Friday, September 9, 2016

Paradox of Training

Paradox of Training
Ditulis oleh: Ridho Hutomo

Suatu saat dalam proses ujian kenaikan jabatan, seorang pegawai dalam presentasinya mengatakan bahwa produktivitas unitnya menurun, hal tersebut disebabkan karena anggota timnya sedang mengikuti training, sehingga pekerjaan yang seharusnya dapat selesai dalam waktu 1 (satu) hari menjadi mundur 1 (satu) minggu karena harus menunggu anggota timnya kembali dari training.

Kemudian muncul pertanyaan, bukankan training seharusnya meningkatkan kinerja perusahaan?
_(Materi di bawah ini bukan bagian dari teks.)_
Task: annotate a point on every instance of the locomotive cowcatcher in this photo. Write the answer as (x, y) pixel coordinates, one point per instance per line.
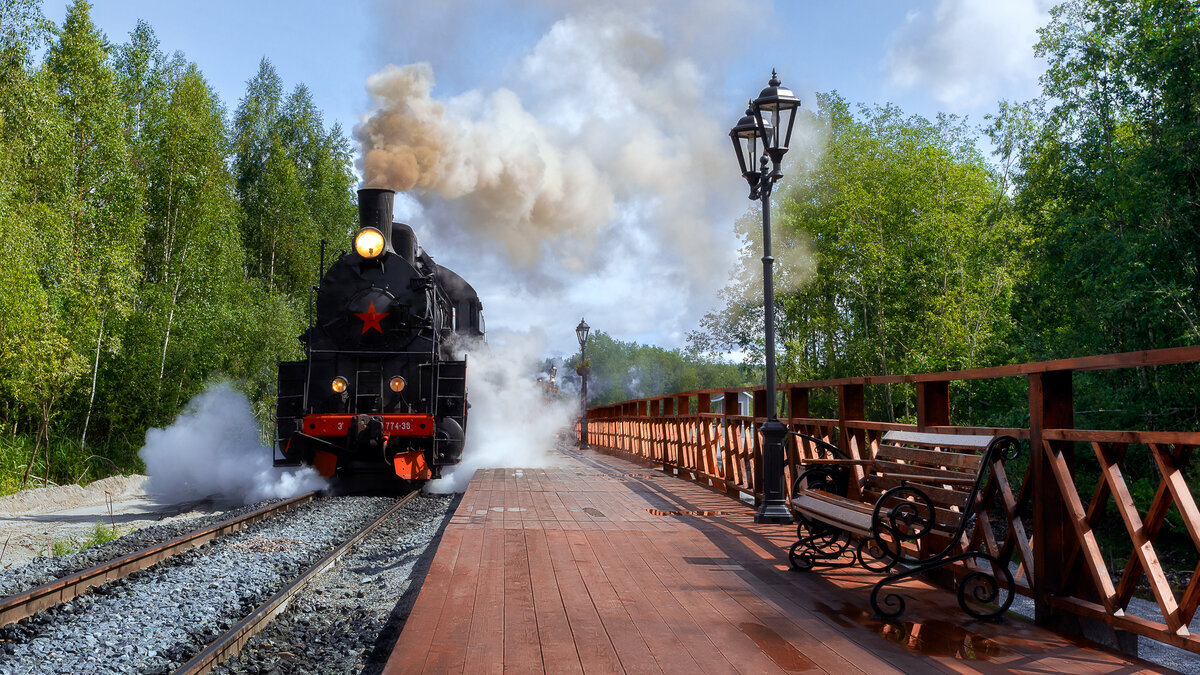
(379, 392)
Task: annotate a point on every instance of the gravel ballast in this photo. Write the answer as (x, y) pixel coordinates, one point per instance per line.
(160, 617)
(348, 620)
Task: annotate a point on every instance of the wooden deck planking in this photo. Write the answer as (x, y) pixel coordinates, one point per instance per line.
(567, 569)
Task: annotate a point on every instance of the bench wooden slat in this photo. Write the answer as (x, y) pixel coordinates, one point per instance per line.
(940, 479)
(937, 495)
(960, 441)
(934, 458)
(838, 513)
(945, 519)
(948, 475)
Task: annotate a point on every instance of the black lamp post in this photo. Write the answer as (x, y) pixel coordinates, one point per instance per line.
(768, 120)
(583, 369)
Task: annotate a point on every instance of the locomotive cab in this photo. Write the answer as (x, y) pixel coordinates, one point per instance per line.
(379, 390)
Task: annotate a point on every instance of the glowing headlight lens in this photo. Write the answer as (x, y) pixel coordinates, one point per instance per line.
(339, 384)
(369, 243)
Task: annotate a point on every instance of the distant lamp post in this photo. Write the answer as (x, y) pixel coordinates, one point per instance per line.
(583, 369)
(768, 123)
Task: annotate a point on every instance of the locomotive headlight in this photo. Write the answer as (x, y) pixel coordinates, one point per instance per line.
(369, 243)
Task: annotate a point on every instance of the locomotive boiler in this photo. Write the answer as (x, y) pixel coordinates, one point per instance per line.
(379, 390)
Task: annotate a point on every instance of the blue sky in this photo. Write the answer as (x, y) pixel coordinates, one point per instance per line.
(625, 103)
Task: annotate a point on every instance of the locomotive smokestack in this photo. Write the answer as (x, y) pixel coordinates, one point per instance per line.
(375, 210)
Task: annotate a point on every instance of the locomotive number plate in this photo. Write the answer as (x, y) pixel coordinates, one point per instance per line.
(393, 424)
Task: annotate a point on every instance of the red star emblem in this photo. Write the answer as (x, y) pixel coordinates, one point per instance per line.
(371, 318)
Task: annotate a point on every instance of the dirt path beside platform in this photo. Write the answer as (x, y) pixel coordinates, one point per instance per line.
(31, 520)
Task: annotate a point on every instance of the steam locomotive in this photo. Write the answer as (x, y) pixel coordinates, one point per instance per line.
(379, 390)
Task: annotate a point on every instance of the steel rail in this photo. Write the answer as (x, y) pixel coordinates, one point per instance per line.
(27, 603)
(231, 643)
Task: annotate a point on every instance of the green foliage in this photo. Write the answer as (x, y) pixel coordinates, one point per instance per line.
(127, 284)
(906, 256)
(100, 533)
(628, 370)
(293, 179)
(1108, 181)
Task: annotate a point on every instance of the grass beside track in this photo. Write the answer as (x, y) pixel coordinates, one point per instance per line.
(69, 464)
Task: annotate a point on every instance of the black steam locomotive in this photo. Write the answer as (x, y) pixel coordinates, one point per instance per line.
(379, 392)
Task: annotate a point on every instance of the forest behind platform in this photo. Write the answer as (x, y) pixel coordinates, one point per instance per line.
(153, 239)
(903, 248)
(156, 238)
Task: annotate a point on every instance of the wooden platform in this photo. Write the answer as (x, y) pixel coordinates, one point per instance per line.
(603, 566)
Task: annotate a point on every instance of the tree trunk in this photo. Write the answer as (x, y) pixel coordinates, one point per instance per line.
(42, 431)
(46, 435)
(171, 317)
(95, 371)
(33, 455)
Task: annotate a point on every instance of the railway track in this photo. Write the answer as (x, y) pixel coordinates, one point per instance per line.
(64, 589)
(232, 640)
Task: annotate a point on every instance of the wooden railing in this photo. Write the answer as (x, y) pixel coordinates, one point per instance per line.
(1038, 518)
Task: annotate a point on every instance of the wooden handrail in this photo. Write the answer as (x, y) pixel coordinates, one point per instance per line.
(724, 452)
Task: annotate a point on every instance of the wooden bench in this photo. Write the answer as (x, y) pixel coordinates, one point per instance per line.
(909, 514)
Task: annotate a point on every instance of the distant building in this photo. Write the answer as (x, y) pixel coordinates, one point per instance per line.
(744, 399)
Bukan malah sebaliknya, menurunkan produktivitas kerja?

Training seringkali menjadi sebuah paradox dalam perusahaan. Apakah itu sebuah kesalahan?

Sering kita lihat dalam bisnis, saat bisnis sedang meningkat, jumlah pelanggan pastinya sedang meningkat dan hal itu pasti diiringi dengan meningkatnya kesibukan para tenaga kerjanya. Dalam situasi seperti ini, banyak perusahaan yang tidak memikirkan training. Pada situasi tersebut, pasti yang dipikirkan adalah pencapaian target dengan kerja, kerja, dan kerja. Training menjadi prioritas yang kesekian bagi perusahaan, padahal budget training melimpah karena finansial perusahaan lagi baik. Tingkat kehadiran peserta training sangat rendah sekali pada saat itu.
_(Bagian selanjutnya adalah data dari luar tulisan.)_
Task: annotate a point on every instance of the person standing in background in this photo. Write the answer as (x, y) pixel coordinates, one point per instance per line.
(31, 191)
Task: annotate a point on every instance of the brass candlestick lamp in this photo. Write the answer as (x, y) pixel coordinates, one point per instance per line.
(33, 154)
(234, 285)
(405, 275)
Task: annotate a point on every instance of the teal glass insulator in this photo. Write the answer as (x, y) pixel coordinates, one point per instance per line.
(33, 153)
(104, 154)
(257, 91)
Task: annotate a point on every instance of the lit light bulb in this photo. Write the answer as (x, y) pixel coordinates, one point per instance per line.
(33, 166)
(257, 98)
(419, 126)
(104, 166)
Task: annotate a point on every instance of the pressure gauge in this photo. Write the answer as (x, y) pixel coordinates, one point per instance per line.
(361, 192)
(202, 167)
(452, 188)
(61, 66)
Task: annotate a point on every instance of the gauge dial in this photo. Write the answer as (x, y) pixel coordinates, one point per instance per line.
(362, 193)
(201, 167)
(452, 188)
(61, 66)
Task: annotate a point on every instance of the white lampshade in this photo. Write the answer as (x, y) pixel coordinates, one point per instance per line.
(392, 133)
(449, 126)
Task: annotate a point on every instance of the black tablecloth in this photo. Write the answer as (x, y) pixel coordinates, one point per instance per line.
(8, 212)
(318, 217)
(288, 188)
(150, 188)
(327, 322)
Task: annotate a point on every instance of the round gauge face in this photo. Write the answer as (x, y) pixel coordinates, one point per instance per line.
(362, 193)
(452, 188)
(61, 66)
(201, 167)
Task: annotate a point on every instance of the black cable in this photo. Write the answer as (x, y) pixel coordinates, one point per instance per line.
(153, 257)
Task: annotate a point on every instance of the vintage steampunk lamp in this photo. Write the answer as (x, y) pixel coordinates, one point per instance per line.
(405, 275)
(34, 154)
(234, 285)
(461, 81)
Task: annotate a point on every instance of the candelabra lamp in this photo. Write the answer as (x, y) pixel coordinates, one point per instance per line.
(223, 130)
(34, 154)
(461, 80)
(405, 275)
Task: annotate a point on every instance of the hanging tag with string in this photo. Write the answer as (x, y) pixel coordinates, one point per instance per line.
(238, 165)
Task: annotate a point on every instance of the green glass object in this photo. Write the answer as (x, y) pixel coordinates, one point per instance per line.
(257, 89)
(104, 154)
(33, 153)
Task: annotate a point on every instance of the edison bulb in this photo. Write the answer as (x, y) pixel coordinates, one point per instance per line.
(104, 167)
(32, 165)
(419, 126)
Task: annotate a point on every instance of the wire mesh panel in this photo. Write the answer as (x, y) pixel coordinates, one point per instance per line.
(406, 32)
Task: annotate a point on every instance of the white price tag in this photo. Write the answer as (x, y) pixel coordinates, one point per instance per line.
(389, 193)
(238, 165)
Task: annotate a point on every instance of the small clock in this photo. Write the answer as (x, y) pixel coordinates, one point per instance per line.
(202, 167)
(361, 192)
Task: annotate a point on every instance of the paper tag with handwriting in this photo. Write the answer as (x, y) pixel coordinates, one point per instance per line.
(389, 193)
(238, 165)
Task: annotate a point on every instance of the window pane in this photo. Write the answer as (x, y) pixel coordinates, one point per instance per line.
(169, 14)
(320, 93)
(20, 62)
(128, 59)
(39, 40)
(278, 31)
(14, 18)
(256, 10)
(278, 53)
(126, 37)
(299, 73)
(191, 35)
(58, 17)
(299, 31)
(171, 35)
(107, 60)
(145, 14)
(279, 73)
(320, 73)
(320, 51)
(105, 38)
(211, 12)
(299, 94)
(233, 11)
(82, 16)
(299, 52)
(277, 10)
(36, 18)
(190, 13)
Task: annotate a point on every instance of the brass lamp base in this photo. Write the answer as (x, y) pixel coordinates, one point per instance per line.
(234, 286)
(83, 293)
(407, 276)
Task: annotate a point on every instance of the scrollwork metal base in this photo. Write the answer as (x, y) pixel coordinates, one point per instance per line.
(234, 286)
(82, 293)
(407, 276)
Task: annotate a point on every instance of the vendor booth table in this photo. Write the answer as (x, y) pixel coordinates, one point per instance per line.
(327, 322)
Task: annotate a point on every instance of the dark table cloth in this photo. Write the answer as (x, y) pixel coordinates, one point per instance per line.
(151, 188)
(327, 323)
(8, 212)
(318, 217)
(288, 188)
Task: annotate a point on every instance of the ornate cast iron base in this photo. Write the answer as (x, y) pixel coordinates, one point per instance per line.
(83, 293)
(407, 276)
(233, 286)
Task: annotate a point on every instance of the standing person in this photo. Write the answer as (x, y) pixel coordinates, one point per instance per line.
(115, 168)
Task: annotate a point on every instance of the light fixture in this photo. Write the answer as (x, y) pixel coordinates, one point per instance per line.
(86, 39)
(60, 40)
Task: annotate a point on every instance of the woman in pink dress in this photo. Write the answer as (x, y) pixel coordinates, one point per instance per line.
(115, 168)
Namun saat perekenomian sedang lesu, bisnis pun menurun. Aktivitas tidak sesibuk biasanya. Tenaga kerja punya banyak waktu luang untuk mengikuti training. Departemen SDM punya banyak gagasan/ide untuk mengirim pegawainya mengikuti training. Namun ternyata budget perusaahan tidak ada karena bisnis sedang menurun. Bisnis sedang meningkat tenaga kerja tidak training, bisnis sedang menurun tenaga kerja juga tidak bisa training. Inilah yang disebut dengan Paradox of Training.

Coba kita lihat salah satu contoh perusahaan yang terus menurun kinerjanya dari tahun ke tahun karena mempunyai masalah yang tidak pernah teratasi karena terjebak dalam lingkaran setan. Saat kondisi bisnis sedang jelek, biasanya secara umum yang dilakukan adalah pemotong budget, ilustrasi sebagai berikut:

1.     Laba Menurun, karena:
2.     Penjualan Menurun, karena:
3.     Produksi Menurun, karena:
4.     Gangguan Mesin Produksi Meningkat, karena:
5.     Pemeliharaan Mesin Produksi Tidak Optimal, karena:
6.     Pegawai Tidak Kompeten Memeliharan Mesin Produksi, karena:
7.     Pegawai tidak di training, karena:
8.     Anggaran training tidak ada, karena:
9.     Anggaran perusaahaan terbatas, karena:
10.  Pemotongan Budget, karena:
11.  Laba menurun (kembali ke nomor 1, an infinite loop / perulangan terus menerus)

Dari contoh kasus di atas, pemotongan anggaran (nomor 10) terkesan normal dilakukan, namun menyebabkan lingkaran setan karena terjadi pengulangan masalah dari tahun ke tahun.

Bagaimana cara mengantasi lingkaran setan tersebut? Lingkaran setan harus diputus dengan cara memperbaiki salah satu aktivitas yang paling mudah dilakukan oleh perusahaan. Misalnya aktivitas nomor 6. Pegawai tidak kompeten, dapat ditingkatkan kompetensinya melalui coaching langsung dari atasan pegawai. Memutus salah satu rantai di lingkaran setan dapat membantu menyelesaikan masalah di atasnya, yang pada akhirnya nanti dapat memperbaiki laba perusahaan dan pada akhirnya budget training akan meningkat lagi.


Mengatasi Paradox of Training sama dengan cara memutus salah satu rantai lingkaran setan, yaitu dengan cara tetap memelihara kompetensi tenaga kerja meskipun aktivitas bisnis sedang sibuk. Kunci suksesnya adalah pengaturan pola kerja dan kemampuan menetapkan prioritas kerja.